Jennifer Appel and Tasha Fuiava set off from Hawaii for Tahiti in May and say they were lost at sea for five months, but authorities have questioned details of their story.
/ Source: TODAY

Two women from Hawaii who were rescued by the U.S. Navy after being lost at sea for five months defended their dramatic account of the ordeal in an exclusive interview Wednesday with TODAY.

The Coast Guard is reviewing records from the months Jennifer Appel and Tasha Fuiava spent at sea after the pair took off from Honolulu on May 3 on their 50-foot sailboat, the Sea Nymph. The women were headed for Tahiti but said they immediately hit a huge storm that lasted for days.

The National Weather Service in Hawaii, however, insists their records show no major storms of that scale in the area at that time.

Appel said the storm advisory authorities issued at the time “was anticipated to be smaller than some of the down drafts that we saw,” she said. “If you were there, you would say the same thing I did. It really felt a lot bigger.”

The route from Hawaii to Tahiti is about 2,600 miles and a common course for mariners that usually takes about a month to complete. But the women claimed storms flooded their engine and broke their mast. They said they spent the following months with most forms of communication broken.
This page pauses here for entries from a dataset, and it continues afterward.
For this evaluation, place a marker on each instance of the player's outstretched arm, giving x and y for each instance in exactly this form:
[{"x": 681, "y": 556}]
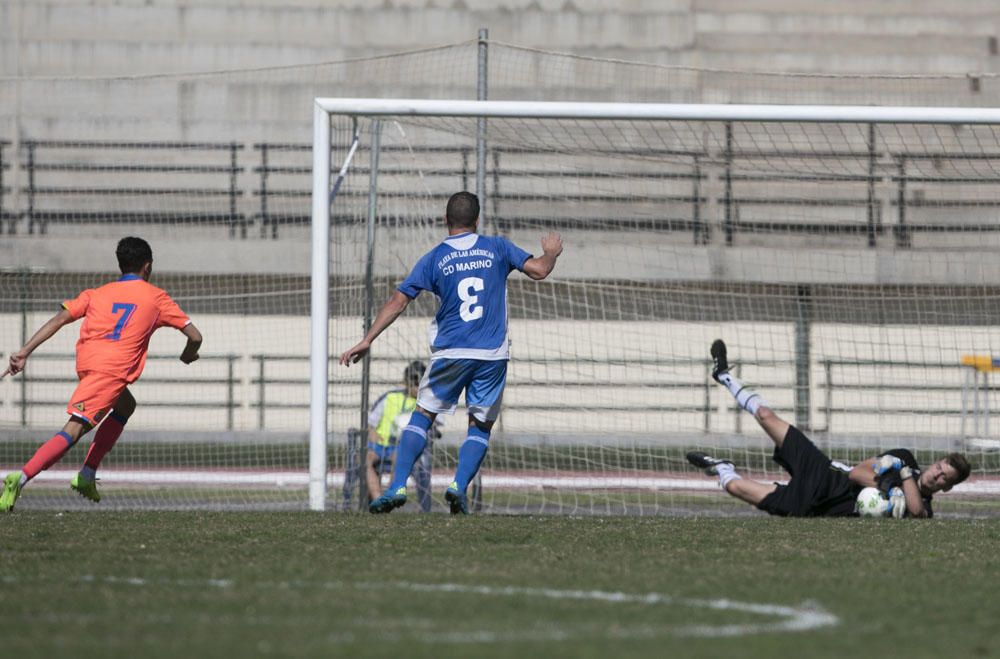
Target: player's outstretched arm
[
  {"x": 539, "y": 267},
  {"x": 863, "y": 473},
  {"x": 190, "y": 352},
  {"x": 44, "y": 333},
  {"x": 395, "y": 305}
]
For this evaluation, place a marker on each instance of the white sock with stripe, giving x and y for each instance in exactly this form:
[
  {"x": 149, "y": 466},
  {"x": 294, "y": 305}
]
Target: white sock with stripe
[
  {"x": 727, "y": 473},
  {"x": 745, "y": 398}
]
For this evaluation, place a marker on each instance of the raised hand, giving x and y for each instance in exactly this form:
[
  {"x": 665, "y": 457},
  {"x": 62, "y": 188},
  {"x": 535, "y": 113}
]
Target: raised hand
[
  {"x": 16, "y": 364},
  {"x": 552, "y": 244},
  {"x": 355, "y": 354}
]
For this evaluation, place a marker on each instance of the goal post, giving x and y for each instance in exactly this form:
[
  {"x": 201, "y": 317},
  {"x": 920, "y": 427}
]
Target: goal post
[{"x": 844, "y": 252}]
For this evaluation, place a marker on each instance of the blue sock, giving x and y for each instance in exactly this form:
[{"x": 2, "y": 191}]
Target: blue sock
[
  {"x": 411, "y": 445},
  {"x": 470, "y": 456}
]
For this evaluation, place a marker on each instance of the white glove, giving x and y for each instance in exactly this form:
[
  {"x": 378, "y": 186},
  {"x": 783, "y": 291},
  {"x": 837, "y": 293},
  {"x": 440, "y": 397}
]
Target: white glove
[
  {"x": 897, "y": 502},
  {"x": 886, "y": 463}
]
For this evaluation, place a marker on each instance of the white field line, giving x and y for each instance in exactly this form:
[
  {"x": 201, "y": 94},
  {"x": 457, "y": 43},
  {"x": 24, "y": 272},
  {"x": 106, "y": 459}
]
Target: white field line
[
  {"x": 791, "y": 619},
  {"x": 807, "y": 617},
  {"x": 499, "y": 481}
]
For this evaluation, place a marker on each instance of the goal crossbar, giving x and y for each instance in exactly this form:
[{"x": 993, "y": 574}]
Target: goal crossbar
[{"x": 656, "y": 111}]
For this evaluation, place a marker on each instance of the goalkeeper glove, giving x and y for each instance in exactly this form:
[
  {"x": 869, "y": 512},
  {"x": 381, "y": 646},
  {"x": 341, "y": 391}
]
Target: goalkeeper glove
[
  {"x": 897, "y": 502},
  {"x": 886, "y": 463}
]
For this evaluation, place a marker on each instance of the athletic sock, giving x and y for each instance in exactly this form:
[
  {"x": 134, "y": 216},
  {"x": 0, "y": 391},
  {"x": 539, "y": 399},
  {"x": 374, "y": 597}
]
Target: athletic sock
[
  {"x": 470, "y": 456},
  {"x": 411, "y": 444},
  {"x": 727, "y": 473},
  {"x": 745, "y": 398},
  {"x": 107, "y": 434},
  {"x": 47, "y": 454}
]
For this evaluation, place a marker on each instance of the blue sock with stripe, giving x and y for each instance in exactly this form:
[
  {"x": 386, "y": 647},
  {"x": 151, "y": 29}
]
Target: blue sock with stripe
[
  {"x": 411, "y": 444},
  {"x": 470, "y": 456}
]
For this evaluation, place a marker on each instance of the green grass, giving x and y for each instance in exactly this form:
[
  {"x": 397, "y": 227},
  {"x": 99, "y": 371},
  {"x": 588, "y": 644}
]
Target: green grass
[{"x": 306, "y": 584}]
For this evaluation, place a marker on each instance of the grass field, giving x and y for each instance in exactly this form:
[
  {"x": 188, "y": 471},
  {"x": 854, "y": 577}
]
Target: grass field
[{"x": 307, "y": 584}]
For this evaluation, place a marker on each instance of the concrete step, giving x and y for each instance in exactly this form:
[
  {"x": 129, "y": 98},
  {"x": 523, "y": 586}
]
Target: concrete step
[
  {"x": 934, "y": 44},
  {"x": 915, "y": 25},
  {"x": 849, "y": 7},
  {"x": 397, "y": 28}
]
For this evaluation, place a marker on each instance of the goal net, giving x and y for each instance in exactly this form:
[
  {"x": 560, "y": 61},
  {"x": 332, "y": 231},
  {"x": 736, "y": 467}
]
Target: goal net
[{"x": 844, "y": 254}]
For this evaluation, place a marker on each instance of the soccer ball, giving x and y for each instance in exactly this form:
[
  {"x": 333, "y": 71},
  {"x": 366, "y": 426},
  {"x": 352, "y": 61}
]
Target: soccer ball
[{"x": 872, "y": 503}]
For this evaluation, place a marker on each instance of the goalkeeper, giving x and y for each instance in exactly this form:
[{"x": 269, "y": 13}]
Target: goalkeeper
[{"x": 818, "y": 486}]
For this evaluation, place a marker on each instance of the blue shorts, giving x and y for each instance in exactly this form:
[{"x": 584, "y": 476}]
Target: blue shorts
[
  {"x": 483, "y": 382},
  {"x": 383, "y": 456}
]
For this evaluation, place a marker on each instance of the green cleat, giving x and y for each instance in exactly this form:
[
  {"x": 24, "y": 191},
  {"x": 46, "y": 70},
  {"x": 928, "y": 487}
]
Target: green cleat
[
  {"x": 458, "y": 502},
  {"x": 388, "y": 502},
  {"x": 11, "y": 490},
  {"x": 85, "y": 488}
]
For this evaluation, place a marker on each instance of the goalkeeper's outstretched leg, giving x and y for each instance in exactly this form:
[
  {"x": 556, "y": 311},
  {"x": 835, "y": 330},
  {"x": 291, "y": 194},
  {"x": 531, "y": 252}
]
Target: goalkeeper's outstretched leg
[{"x": 817, "y": 485}]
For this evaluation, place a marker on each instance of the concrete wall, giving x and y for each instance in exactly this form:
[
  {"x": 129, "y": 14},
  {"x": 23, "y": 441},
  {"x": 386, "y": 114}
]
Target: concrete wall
[{"x": 566, "y": 378}]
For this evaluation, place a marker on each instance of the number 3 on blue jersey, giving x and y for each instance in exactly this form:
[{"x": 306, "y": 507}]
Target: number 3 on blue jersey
[
  {"x": 466, "y": 288},
  {"x": 125, "y": 309}
]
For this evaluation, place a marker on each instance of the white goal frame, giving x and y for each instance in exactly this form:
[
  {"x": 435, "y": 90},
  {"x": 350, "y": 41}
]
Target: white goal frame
[{"x": 324, "y": 108}]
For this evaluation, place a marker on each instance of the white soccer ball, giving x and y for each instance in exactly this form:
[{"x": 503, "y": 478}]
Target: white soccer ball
[{"x": 872, "y": 503}]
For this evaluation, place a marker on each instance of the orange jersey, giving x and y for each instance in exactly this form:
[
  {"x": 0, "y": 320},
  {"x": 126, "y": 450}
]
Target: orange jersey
[{"x": 118, "y": 320}]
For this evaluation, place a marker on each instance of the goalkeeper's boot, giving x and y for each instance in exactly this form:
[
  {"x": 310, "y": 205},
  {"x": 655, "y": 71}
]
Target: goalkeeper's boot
[
  {"x": 458, "y": 502},
  {"x": 388, "y": 502},
  {"x": 85, "y": 487},
  {"x": 720, "y": 364},
  {"x": 11, "y": 490},
  {"x": 706, "y": 463}
]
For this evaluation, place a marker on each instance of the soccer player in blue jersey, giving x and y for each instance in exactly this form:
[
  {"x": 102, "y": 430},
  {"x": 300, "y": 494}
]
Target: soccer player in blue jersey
[{"x": 469, "y": 344}]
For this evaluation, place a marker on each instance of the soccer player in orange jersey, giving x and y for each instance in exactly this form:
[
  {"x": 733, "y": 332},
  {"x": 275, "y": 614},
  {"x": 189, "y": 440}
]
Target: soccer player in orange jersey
[{"x": 119, "y": 319}]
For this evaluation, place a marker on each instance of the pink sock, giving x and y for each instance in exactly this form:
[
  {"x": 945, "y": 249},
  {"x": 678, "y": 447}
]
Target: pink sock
[{"x": 48, "y": 454}]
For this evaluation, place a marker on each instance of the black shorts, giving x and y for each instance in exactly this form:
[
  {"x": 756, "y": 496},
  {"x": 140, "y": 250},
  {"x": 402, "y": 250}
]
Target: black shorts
[{"x": 816, "y": 488}]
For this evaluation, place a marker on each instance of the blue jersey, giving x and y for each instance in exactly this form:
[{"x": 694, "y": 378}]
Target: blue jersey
[{"x": 468, "y": 274}]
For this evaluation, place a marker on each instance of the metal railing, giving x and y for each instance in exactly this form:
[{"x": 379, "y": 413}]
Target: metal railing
[
  {"x": 217, "y": 183},
  {"x": 245, "y": 381},
  {"x": 717, "y": 187}
]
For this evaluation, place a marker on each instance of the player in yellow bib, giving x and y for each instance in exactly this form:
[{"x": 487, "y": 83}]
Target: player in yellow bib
[{"x": 386, "y": 420}]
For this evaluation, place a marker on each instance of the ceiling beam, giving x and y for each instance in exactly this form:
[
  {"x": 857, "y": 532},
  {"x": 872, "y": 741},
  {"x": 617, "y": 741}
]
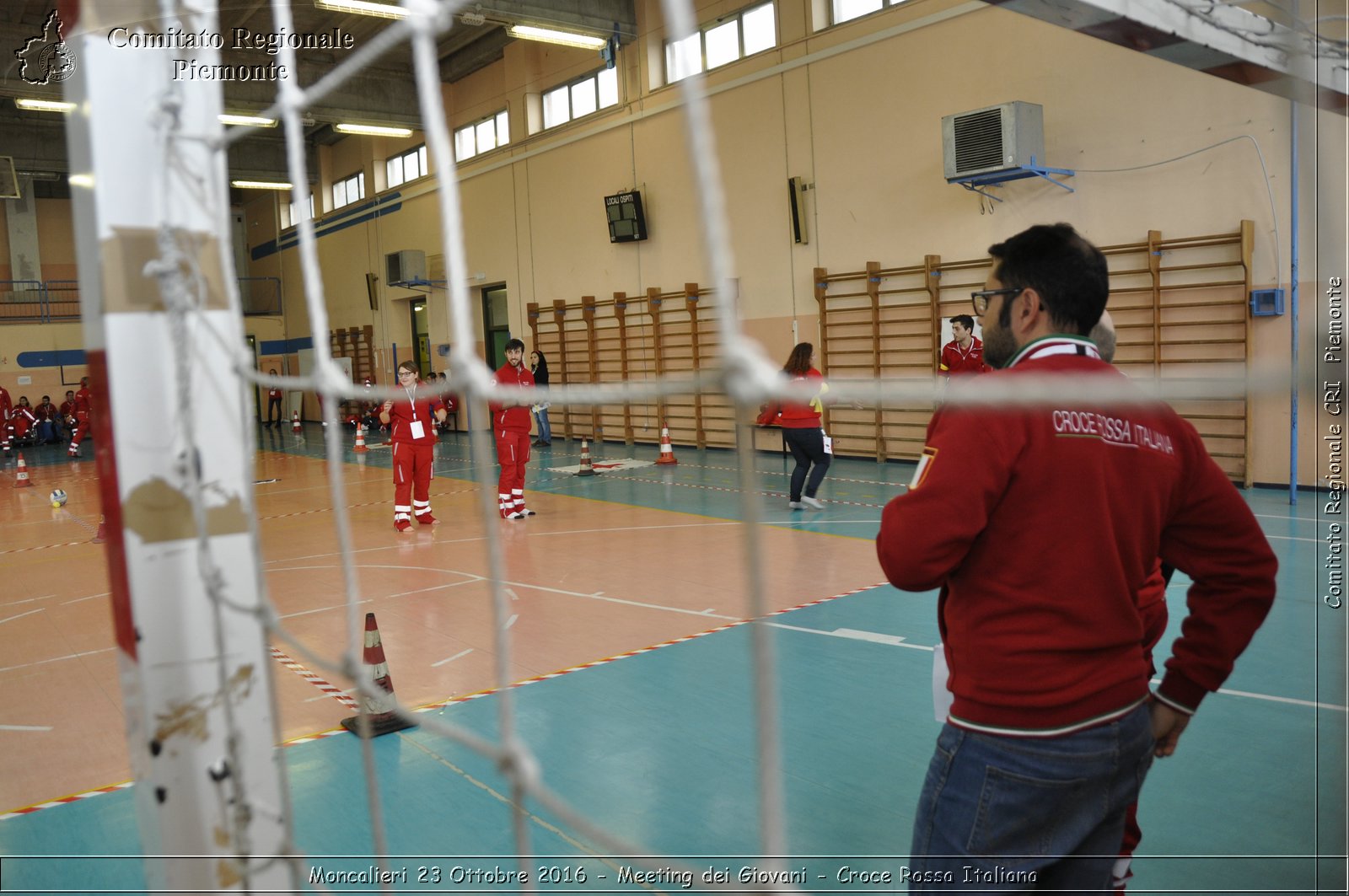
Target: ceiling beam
[{"x": 1216, "y": 38}]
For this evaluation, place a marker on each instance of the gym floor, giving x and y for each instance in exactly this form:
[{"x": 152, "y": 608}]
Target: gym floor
[{"x": 658, "y": 747}]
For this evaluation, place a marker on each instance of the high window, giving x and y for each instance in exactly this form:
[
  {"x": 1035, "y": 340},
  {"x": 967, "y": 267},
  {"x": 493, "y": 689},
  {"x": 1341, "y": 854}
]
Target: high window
[
  {"x": 408, "y": 166},
  {"x": 482, "y": 137},
  {"x": 728, "y": 40},
  {"x": 580, "y": 98},
  {"x": 849, "y": 10},
  {"x": 288, "y": 213},
  {"x": 350, "y": 189}
]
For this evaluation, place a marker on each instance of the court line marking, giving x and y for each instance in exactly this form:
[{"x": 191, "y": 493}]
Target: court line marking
[
  {"x": 56, "y": 659},
  {"x": 451, "y": 659}
]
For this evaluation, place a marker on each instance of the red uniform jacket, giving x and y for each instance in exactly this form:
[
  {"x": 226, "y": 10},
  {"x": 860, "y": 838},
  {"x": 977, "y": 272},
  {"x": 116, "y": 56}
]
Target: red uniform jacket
[
  {"x": 420, "y": 408},
  {"x": 516, "y": 417},
  {"x": 1063, "y": 513},
  {"x": 803, "y": 416},
  {"x": 962, "y": 361}
]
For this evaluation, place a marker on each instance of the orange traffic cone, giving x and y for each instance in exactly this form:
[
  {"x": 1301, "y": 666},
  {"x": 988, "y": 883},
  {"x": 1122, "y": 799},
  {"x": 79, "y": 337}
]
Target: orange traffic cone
[
  {"x": 667, "y": 449},
  {"x": 379, "y": 711},
  {"x": 587, "y": 469},
  {"x": 20, "y": 480}
]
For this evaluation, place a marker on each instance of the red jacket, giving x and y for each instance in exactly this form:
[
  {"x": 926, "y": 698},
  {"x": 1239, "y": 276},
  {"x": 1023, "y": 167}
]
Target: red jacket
[
  {"x": 422, "y": 406},
  {"x": 516, "y": 417},
  {"x": 803, "y": 416},
  {"x": 1063, "y": 512},
  {"x": 962, "y": 361}
]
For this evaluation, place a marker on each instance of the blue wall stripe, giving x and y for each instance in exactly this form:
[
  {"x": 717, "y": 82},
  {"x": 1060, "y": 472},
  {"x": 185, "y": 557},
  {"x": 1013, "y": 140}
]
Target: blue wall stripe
[
  {"x": 377, "y": 208},
  {"x": 285, "y": 346},
  {"x": 57, "y": 358}
]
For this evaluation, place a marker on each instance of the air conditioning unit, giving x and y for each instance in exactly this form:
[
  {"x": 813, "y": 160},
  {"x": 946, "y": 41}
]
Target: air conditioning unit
[
  {"x": 993, "y": 139},
  {"x": 409, "y": 265}
]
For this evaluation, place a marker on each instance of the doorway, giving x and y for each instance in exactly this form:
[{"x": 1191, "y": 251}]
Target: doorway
[{"x": 496, "y": 325}]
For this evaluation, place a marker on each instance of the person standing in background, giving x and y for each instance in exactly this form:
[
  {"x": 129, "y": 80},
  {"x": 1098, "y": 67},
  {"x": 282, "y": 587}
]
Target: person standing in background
[
  {"x": 274, "y": 401},
  {"x": 803, "y": 431},
  {"x": 415, "y": 442},
  {"x": 539, "y": 366},
  {"x": 510, "y": 429},
  {"x": 965, "y": 352}
]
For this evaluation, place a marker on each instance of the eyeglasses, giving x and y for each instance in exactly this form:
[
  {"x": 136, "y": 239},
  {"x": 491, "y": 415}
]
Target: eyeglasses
[{"x": 981, "y": 298}]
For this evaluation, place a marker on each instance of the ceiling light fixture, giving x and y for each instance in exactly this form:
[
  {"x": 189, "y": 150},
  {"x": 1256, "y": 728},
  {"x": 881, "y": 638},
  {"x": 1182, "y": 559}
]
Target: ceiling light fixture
[
  {"x": 247, "y": 121},
  {"x": 550, "y": 35},
  {"x": 44, "y": 105},
  {"x": 261, "y": 185},
  {"x": 363, "y": 7},
  {"x": 373, "y": 130}
]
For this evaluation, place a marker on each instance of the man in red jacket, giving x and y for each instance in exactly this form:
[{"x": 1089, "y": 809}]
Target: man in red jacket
[
  {"x": 1066, "y": 509},
  {"x": 510, "y": 429}
]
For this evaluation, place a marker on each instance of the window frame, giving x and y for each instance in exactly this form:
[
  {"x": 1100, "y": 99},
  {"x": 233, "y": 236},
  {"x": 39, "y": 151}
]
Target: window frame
[
  {"x": 418, "y": 153},
  {"x": 721, "y": 22},
  {"x": 568, "y": 88},
  {"x": 359, "y": 177},
  {"x": 501, "y": 126},
  {"x": 836, "y": 20}
]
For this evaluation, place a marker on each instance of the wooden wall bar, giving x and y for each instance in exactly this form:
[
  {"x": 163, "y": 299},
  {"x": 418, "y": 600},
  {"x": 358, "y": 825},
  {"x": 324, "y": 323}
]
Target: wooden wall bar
[{"x": 1180, "y": 307}]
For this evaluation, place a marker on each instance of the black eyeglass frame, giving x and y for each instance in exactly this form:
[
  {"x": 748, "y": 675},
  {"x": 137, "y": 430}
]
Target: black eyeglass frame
[{"x": 981, "y": 298}]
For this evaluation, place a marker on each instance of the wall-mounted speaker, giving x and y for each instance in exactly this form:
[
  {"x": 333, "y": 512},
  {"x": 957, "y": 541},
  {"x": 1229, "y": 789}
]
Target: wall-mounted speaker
[
  {"x": 796, "y": 202},
  {"x": 402, "y": 267}
]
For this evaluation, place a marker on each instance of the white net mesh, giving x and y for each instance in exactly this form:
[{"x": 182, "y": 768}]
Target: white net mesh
[{"x": 744, "y": 378}]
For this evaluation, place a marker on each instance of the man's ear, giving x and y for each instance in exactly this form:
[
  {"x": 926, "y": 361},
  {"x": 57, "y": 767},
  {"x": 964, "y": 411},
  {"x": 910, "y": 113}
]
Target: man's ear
[{"x": 1029, "y": 312}]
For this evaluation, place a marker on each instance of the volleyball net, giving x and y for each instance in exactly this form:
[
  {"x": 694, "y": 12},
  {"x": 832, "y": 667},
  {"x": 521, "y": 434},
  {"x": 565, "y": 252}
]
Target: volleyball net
[{"x": 168, "y": 339}]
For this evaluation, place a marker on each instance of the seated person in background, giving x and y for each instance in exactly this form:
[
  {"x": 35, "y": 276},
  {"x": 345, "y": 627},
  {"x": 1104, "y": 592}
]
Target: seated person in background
[
  {"x": 49, "y": 421},
  {"x": 24, "y": 424}
]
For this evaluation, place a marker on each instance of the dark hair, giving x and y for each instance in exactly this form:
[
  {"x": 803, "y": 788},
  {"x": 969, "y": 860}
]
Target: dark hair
[
  {"x": 1063, "y": 267},
  {"x": 799, "y": 361},
  {"x": 541, "y": 370}
]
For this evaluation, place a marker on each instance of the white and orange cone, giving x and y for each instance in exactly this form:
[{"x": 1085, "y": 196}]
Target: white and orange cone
[
  {"x": 378, "y": 710},
  {"x": 587, "y": 469},
  {"x": 667, "y": 449},
  {"x": 20, "y": 478}
]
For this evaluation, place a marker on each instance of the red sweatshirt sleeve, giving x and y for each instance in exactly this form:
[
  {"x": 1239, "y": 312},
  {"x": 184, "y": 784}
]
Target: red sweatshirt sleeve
[
  {"x": 1214, "y": 539},
  {"x": 927, "y": 532}
]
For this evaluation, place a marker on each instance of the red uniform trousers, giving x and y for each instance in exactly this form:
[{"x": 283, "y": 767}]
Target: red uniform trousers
[
  {"x": 81, "y": 428},
  {"x": 411, "y": 478},
  {"x": 513, "y": 453}
]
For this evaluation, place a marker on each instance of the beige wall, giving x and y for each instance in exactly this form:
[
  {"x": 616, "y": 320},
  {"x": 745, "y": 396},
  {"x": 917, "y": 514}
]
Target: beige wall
[{"x": 854, "y": 111}]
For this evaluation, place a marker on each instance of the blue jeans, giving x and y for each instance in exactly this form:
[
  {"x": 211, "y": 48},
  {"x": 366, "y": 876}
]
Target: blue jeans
[
  {"x": 996, "y": 810},
  {"x": 807, "y": 447}
]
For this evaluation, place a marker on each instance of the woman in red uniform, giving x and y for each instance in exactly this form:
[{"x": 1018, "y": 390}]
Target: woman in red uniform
[
  {"x": 413, "y": 433},
  {"x": 802, "y": 429},
  {"x": 80, "y": 421}
]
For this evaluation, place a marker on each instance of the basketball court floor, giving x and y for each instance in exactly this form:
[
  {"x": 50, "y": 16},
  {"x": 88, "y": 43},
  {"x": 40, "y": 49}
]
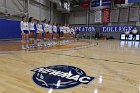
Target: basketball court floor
[{"x": 114, "y": 64}]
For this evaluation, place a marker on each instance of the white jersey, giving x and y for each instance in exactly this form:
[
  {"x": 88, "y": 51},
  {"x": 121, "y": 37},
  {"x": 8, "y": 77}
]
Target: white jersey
[
  {"x": 72, "y": 30},
  {"x": 68, "y": 30},
  {"x": 127, "y": 32},
  {"x": 50, "y": 28},
  {"x": 134, "y": 31},
  {"x": 31, "y": 26},
  {"x": 64, "y": 29},
  {"x": 55, "y": 29},
  {"x": 39, "y": 28},
  {"x": 46, "y": 27},
  {"x": 24, "y": 26},
  {"x": 61, "y": 29}
]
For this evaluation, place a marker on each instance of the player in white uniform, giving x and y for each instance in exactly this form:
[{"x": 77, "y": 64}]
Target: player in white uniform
[
  {"x": 46, "y": 32},
  {"x": 25, "y": 32},
  {"x": 32, "y": 31},
  {"x": 61, "y": 34},
  {"x": 39, "y": 33},
  {"x": 55, "y": 34},
  {"x": 50, "y": 34},
  {"x": 127, "y": 35},
  {"x": 65, "y": 33},
  {"x": 72, "y": 32},
  {"x": 68, "y": 33},
  {"x": 134, "y": 32}
]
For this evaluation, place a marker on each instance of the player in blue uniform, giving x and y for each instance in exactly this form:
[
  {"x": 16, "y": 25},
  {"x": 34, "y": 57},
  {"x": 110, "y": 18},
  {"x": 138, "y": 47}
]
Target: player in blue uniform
[
  {"x": 24, "y": 32},
  {"x": 32, "y": 31}
]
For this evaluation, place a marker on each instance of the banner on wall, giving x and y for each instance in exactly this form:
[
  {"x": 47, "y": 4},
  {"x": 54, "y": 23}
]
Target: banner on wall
[
  {"x": 95, "y": 3},
  {"x": 114, "y": 17},
  {"x": 121, "y": 29},
  {"x": 85, "y": 28},
  {"x": 106, "y": 15},
  {"x": 133, "y": 1},
  {"x": 119, "y": 1},
  {"x": 98, "y": 17},
  {"x": 106, "y": 2},
  {"x": 124, "y": 15},
  {"x": 133, "y": 14}
]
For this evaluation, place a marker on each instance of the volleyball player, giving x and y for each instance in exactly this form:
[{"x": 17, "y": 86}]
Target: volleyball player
[
  {"x": 61, "y": 34},
  {"x": 39, "y": 33},
  {"x": 68, "y": 34},
  {"x": 25, "y": 32},
  {"x": 54, "y": 33},
  {"x": 50, "y": 43},
  {"x": 72, "y": 33},
  {"x": 134, "y": 32},
  {"x": 127, "y": 35},
  {"x": 46, "y": 32},
  {"x": 32, "y": 31},
  {"x": 65, "y": 34}
]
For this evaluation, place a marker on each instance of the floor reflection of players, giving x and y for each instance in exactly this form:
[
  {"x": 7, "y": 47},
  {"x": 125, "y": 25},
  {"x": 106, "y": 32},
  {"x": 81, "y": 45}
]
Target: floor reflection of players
[
  {"x": 134, "y": 32},
  {"x": 127, "y": 35}
]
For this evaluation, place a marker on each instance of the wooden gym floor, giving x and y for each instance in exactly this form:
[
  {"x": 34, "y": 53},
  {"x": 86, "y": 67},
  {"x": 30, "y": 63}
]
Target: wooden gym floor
[{"x": 114, "y": 64}]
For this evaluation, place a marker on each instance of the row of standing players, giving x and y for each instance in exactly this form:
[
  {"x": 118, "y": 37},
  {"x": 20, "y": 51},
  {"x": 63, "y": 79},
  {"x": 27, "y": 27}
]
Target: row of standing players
[{"x": 47, "y": 34}]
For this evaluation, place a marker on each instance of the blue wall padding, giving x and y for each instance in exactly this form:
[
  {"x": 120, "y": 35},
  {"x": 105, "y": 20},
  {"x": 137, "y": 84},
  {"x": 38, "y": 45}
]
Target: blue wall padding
[{"x": 9, "y": 29}]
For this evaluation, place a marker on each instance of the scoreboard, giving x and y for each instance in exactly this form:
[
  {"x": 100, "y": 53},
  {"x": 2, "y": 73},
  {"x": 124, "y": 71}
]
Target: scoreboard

The Coast Guard has said they made contact in June with sailors on a boat named the Sea Nymph who informed them of plans to reach Tahiti the next day. Appel disputed details of that account after pulling out a hand-held GPS system.

"This is one of the GPS's that we had on our Sea Nymph and it shows that we were nowhere near Tahiti," she said.

Appel did acknowledge talking to the Coast Guard, but only on "the third day after we came through the storm." The next time they spoke with the Coast Guard was following their rescue on Oct. 27.

The women also defended their claims of their boat being attacked by sharks, which Appel described as "absolutely terrifying." Although scientists have argued that sharks do not normally behave the way the women described, the ladies stuck to their story.

"We were too ignorant to realize what was going on, and the sharks had been telling us, 'You're in our living room and you’re not leaving fast enough,'" Appel said. "And we didn’t realize that was what we were being told until it was too late."

Appel also defended the women's decision against using their distress beacon during the shark attack, saying they reasoned it would take "four hours to a day" before the Coast Guard could have flown to the area.

"We took our chances with the man upstairs, who gave us grace and allowed us to still be here today," she said.

A Taiwanese fishing vessel eventually spotted the women’s sailboat in late October. The U.S. Navy eventually rescued the women on Oct. 27, picking them up about 900 miles southeast of Japan.

The women said they survived thanks to a water purifier and a year’s worth of oatmeal, rice and pasta they packed in case of an emergency.

Both women said they would take another trip on the water, albeit with more preparations.

“You learn from your mistakes and you prepare for what you handled,” Fuiava said.

Appel pointed out that she and her friend did not seek the attention they have gained.

“It’s a unique situation. We were not expecting it,” she said. “We did not call the media, the Navy did. And we’re enjoying the ride and we’re glad to be here.”